2) Update on task forces
The Council on Educator Development was created to recommend statewide systems for evaluating teachers and school administrators. The council has met three times and will reconvene on Feb. 13. To date, the council has engaged in conversations that define the legislative language in HF 215 as it pertains to the council’s primary task, has examined data around current evaluation practices in Iowa districts, and has reviewed the Iowa Teaching Standards in comparison to national standards known as the Interstate Teacher Assessment and Support Consortium Standards.
Iowa schools are still required by law to administer the Iowa Assessments for accountability purposes; however, the Legislature created the Assessment Task Force to study testing options for the future. This task force has met three times and is on track to make a recommendation as early as this fall. So far, the task force has defined the scope of its work based on requirements in House File 215, completed a request for information from all major test vendors in Iowa and nationally to identify assessments that would meet those legislative requirements, and is building a mechanism to rate those potential assessments.
3) Year-long student teaching pilot
Five higher education institutions applied for the student teaching pilot project, which will provide students in participating teacher preparation programs with a one-year student teaching experience.
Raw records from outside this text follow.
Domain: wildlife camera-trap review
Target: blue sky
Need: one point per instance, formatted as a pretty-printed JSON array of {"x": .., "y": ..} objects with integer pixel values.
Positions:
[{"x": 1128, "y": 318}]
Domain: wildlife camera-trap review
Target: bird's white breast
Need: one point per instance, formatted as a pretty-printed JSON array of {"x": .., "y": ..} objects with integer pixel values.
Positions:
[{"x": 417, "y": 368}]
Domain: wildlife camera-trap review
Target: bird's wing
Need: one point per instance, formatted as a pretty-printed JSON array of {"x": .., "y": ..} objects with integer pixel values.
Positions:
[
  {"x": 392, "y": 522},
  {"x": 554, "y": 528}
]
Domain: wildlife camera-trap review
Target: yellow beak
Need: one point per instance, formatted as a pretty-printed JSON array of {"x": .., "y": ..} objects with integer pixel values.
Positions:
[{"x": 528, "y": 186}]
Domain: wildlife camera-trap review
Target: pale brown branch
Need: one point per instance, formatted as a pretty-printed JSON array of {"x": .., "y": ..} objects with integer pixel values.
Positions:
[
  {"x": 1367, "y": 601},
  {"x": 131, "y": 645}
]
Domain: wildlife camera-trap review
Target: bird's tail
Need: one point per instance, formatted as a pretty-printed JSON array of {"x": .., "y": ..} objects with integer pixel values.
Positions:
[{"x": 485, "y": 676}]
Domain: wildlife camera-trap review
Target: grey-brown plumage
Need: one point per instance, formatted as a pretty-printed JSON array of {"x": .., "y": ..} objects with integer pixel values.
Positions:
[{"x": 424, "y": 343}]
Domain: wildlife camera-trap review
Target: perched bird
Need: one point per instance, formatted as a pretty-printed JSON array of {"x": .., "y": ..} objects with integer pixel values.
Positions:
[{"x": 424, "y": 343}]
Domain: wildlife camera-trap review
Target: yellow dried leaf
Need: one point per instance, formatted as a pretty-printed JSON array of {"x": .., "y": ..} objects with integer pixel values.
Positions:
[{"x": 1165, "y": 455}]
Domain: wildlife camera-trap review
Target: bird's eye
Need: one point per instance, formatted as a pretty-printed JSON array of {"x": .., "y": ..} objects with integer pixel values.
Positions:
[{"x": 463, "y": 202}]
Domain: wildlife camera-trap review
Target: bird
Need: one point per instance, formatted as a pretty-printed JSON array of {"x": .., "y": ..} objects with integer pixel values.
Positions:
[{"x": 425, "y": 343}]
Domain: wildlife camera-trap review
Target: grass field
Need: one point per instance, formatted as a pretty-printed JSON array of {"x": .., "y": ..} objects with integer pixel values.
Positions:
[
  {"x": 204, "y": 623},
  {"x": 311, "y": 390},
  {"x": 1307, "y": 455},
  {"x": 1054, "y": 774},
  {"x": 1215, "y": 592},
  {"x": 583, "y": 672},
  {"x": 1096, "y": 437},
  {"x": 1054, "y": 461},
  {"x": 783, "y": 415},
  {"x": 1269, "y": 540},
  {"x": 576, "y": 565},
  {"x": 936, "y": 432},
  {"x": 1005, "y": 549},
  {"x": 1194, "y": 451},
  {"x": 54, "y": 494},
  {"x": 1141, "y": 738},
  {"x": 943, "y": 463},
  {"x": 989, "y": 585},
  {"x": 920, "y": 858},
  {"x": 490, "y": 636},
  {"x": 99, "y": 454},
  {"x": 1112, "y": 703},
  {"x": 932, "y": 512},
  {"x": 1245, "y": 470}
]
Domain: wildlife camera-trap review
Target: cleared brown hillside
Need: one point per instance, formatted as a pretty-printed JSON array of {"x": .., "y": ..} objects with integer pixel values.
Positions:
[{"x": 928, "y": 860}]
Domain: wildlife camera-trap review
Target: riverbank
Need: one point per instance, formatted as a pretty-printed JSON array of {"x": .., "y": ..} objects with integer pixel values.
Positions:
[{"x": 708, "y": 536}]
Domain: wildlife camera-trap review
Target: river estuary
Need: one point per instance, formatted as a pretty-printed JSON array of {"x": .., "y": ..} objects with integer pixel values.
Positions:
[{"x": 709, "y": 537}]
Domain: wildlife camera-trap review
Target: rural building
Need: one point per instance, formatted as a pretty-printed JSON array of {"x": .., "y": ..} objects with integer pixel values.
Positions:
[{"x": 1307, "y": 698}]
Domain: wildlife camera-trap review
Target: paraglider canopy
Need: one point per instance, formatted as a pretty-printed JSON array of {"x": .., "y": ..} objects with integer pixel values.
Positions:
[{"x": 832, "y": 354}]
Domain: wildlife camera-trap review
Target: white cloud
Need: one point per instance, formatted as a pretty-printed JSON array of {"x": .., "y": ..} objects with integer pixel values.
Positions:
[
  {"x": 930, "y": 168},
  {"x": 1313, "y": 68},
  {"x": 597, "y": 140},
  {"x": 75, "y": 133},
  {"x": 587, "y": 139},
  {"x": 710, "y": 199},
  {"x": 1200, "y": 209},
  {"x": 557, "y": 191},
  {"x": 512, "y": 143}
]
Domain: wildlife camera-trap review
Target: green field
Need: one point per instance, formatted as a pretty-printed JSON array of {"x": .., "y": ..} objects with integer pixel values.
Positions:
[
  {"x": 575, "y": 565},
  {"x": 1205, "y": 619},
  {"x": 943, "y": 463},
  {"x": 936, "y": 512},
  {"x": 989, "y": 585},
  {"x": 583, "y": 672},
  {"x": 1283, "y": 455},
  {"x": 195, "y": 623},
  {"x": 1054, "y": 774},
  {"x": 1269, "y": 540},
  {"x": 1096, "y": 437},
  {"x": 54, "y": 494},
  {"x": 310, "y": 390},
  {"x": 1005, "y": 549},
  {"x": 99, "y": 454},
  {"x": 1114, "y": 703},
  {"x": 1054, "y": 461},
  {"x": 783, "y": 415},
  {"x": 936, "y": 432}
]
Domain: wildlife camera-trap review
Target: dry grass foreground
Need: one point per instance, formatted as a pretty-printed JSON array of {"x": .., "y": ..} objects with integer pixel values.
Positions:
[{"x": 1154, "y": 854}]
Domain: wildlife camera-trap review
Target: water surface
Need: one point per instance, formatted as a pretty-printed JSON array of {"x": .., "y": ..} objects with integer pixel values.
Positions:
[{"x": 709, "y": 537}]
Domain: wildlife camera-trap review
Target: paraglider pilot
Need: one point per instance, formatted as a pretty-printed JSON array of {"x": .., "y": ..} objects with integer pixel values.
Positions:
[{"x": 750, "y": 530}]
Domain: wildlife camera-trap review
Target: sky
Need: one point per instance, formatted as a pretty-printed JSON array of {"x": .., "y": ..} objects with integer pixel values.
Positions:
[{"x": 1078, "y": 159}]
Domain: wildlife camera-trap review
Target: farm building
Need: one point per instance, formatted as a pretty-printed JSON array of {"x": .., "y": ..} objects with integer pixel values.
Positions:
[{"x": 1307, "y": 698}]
Student teachers in Iowa currently train typically for 14 consecutive weeks.
All three regents universities and two privates colleges, Morningside College and Dordt College, applied for the project. The awards went to the University of Northern Iowa and Dordt College.
The Iowa Department of Education is now developing the award documents in order to disburse the money and establish the reporting, communication and accountability procedures.
4) TeachIowa.gov job postings
All 346 public school districts and nine area education agencies have access to TeachIowa.gov, a new statewide education job posting system. There are 23 nonpublic schools or school systems using TeachIowa.gov. Each Catholic Diocese and five higher education institutions are posting jobs or are set up to post jobs.
By the numbers:
• More than 2,000 jobs have been posted since the system was launched.
• There are currently 1,486 jobs posted to TeachIowa.gov.
• There are 3,500 applications in the TeachIowa.gov system.
5) Iowa Learning Online
The education reform package includes an expansion of Iowa Learning Online, a state-run system that has provided high-quality courses online and through the Iowa Communications Network since 2004. The goal is to provide a full array of course options, including language arts, social studies, math, science, health, physical education, fine arts, foreign language, and vocational education online. The Iowa Department of Education should have most of these options available in the fall.
Lt. Gov. Reynolds took the opportunity to highlight the Teach Iowa Scholar Program, which was also part of the education reform package of 2013. The program is designed to provide tuition reimbursement to top students who commit to teach in Iowa schools for five years.
“Governor Branstad and I believe the key to a quality education is having an excellent teacher in every classroom. In Iowa, we’re fortunate to have excellent teachers in every corner of the state,” said Reynolds. “The Teach Iowa Scholar Program aims to attract more top students into the teaching profession and into hard-to-fill positions – such as math, science and special education. This program will benefit K-12 students, school districts and the teaching profession as a whole.”
Starting with the Class of 2014, subject to an appropriation, selected teachers will receive $4,000 a year for up to five years – $20,000 total – for teaching in Iowa schools.
Reynolds concluded, “We have high expectations given the recent reforms adopted and the collaborative work under way by the Iowa Department of Education, area education agencies, school districts, the Iowa College Student Aid Commission, and higher education institutions to reach the goal of giving Iowa children a world-class education. Iowans know we must chart a path that makes steady progress possible on every measure.”